Chocolate Cream Brulee



I needed a project today, a craft, a goal... it somehow became chocolate creme brulee that satisfied my hankering for that.

It was too simple: with heavy cream and eggs in the fridge, as well as semi sweet chocolate hanging out in the pantry, it was practically made.

I've made normal creme brulee once before, many moons ago, so today was a bit of a trial run, but it turned out much better than my expectations. I thank the oven gods for that.

Again, this is not a recipe to be intimidated by and following the recipe exactly will ensure it's a wonderful turn out.

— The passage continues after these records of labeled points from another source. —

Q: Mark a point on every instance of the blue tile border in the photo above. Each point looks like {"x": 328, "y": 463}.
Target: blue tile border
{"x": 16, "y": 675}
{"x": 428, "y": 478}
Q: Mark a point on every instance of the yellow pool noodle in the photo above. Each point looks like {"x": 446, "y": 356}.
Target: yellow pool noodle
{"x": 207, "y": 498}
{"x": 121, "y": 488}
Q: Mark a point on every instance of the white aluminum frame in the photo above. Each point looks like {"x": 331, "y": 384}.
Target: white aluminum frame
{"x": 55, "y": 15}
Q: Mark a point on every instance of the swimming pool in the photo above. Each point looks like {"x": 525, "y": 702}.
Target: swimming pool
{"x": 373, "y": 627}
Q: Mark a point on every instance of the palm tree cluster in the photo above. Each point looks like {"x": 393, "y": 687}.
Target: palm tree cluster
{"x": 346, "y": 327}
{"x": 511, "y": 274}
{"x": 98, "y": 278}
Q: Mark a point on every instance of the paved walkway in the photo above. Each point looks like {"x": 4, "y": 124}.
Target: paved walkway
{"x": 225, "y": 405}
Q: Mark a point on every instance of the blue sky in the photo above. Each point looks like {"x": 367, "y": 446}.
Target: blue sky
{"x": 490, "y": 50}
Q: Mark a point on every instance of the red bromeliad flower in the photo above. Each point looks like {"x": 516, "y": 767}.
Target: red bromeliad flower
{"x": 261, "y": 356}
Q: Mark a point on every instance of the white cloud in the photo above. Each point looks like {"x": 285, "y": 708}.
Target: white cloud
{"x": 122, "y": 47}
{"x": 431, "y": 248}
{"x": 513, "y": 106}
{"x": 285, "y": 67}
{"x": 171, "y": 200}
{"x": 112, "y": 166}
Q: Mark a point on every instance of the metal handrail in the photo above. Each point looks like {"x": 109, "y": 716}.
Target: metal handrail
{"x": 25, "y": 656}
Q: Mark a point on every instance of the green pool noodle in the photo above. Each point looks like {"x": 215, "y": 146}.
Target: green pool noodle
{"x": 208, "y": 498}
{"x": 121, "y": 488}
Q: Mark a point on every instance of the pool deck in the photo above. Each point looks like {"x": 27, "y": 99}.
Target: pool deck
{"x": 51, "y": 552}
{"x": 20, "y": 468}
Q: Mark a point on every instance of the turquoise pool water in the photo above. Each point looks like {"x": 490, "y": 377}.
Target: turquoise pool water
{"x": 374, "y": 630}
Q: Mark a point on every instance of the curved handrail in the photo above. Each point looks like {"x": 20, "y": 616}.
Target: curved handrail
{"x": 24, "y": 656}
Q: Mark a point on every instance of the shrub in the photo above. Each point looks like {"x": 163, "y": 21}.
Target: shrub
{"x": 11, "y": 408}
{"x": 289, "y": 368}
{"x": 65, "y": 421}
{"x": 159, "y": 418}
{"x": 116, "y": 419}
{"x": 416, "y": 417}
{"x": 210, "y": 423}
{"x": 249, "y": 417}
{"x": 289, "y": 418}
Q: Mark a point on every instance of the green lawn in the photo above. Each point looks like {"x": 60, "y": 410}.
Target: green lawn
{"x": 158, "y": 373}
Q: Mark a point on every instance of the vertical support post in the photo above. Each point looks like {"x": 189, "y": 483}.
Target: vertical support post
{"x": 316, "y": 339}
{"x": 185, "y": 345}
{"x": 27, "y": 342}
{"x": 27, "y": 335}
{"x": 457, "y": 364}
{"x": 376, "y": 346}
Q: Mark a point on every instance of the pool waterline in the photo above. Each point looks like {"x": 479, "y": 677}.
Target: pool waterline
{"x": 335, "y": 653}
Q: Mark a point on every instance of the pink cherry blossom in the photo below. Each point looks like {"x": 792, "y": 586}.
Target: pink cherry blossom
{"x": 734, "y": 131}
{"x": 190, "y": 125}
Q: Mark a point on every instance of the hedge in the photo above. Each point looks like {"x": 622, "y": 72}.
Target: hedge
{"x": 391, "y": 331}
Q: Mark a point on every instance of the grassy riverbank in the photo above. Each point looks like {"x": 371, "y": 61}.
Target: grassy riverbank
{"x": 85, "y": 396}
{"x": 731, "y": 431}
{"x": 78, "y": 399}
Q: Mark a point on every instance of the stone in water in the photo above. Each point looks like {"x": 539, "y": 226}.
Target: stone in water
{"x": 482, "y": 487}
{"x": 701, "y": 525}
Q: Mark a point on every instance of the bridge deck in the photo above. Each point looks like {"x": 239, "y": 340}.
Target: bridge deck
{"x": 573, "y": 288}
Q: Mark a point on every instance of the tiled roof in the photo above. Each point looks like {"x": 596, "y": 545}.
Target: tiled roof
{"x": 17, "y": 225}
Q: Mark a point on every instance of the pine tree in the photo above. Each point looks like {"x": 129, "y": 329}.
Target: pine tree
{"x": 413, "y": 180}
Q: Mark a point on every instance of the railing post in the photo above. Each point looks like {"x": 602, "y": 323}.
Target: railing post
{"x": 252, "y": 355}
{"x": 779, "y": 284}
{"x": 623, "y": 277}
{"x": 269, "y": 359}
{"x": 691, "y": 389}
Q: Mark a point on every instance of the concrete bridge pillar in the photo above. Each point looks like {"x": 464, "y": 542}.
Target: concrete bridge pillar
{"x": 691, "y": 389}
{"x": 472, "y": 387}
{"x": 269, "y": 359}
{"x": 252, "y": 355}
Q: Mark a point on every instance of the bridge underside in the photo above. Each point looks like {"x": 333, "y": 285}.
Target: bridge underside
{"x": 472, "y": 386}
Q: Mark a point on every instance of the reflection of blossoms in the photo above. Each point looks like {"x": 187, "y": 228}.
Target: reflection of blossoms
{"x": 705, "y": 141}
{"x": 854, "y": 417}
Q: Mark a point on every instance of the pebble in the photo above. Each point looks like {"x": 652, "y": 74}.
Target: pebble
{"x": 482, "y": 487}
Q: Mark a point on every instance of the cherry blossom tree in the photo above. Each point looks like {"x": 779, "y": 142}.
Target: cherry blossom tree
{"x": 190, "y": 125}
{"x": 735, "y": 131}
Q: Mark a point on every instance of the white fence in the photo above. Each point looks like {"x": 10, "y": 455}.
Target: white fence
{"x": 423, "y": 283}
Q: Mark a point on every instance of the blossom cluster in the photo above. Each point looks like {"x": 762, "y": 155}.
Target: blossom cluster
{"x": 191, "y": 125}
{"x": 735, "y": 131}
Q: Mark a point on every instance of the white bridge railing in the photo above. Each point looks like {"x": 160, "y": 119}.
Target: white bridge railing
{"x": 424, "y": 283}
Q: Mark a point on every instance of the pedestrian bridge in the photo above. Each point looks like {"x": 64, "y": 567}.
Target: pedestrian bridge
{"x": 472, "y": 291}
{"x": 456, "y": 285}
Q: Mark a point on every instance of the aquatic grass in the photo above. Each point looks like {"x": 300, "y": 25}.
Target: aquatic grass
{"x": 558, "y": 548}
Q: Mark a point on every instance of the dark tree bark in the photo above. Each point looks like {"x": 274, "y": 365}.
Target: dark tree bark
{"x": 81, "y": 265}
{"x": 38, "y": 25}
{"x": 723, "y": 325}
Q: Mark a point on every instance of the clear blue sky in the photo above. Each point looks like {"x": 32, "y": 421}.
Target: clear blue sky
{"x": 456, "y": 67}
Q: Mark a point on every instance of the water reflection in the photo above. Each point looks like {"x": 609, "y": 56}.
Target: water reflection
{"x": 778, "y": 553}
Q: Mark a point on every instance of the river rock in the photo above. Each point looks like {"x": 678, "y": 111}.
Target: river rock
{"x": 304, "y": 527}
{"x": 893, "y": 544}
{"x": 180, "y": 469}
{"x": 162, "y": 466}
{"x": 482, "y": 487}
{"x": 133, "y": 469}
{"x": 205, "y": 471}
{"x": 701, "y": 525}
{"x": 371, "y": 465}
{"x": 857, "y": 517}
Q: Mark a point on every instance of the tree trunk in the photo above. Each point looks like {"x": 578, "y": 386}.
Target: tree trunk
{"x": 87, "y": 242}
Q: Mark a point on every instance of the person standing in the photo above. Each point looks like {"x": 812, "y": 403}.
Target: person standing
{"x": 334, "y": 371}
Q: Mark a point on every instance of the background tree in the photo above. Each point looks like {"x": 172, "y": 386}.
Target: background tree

And darn it, once you have one taste, you're hooked, so for those of you worried about calories, I'd just eschew making this all together. It's dang-dang-dangerous!! My recipe thankfully made 3 servings: one to sample, and then two for hubs and me for dessert later on.


Chocolate Creme Brulee
{adapted from Williams-Sonoma Entertaining}

1 cup heavy cream
1/2 tsp real vanilla extract
2 oz. semi sweet chocolate (I just used semi sweet chocolate chips)- chopped
2 egg yolks
5 Tbsp superfine sugar (if you don't have superfine, you may put regular granulated sugar in a food processor and "grind" it up until it's fine)


Have two-three small-sized ramekins out on counter as well as a baking pan (I used a 9x13 aluminum one). Preheat oven to 325.

In a small saucepan over medium heat bring cream and vanilla extract to a simmer. Remove from heat and blend in chocolate, rapidly whisking until melted.

In another bowl, combine egg yolks and 3 Tbsp of the superfine sugar. Cream together until thick and creamy- about two minutes.

Add the egg yolk mixture to the cream mixture gradually and slowly, whisking all the while, until it's all incorporated. Strain this through a fine mesh sieve into a small pitcher.

Pour chocolate mixture into prepared ramekins. Set these in the baking pan. Using boiling water (I used very hot tap water) gently pour into the baking pan (but do not let it splash in the ramekins) until water level is about halfway up ramekins. Cover the entire pan loosely with foil and carefully place in oven. Bake for about 20-25 minutes, until outer edges are baked but the middle still jiggles a bit (I'm up at high altitude and removed mine at exactly the 25 min. mark).

Remove from pan and allow to cool on wire racks for one hour, and then cover with saran wrap and place in fridge and chill for at least 3.

When ready to serve, sprinkle remaining sugar on tops and either kitchen-torch it to create a nice, golden, sugary top OR throw in under the broiler (which I did, which didn't work as well, but still got the job done without burning off any fingers!:)).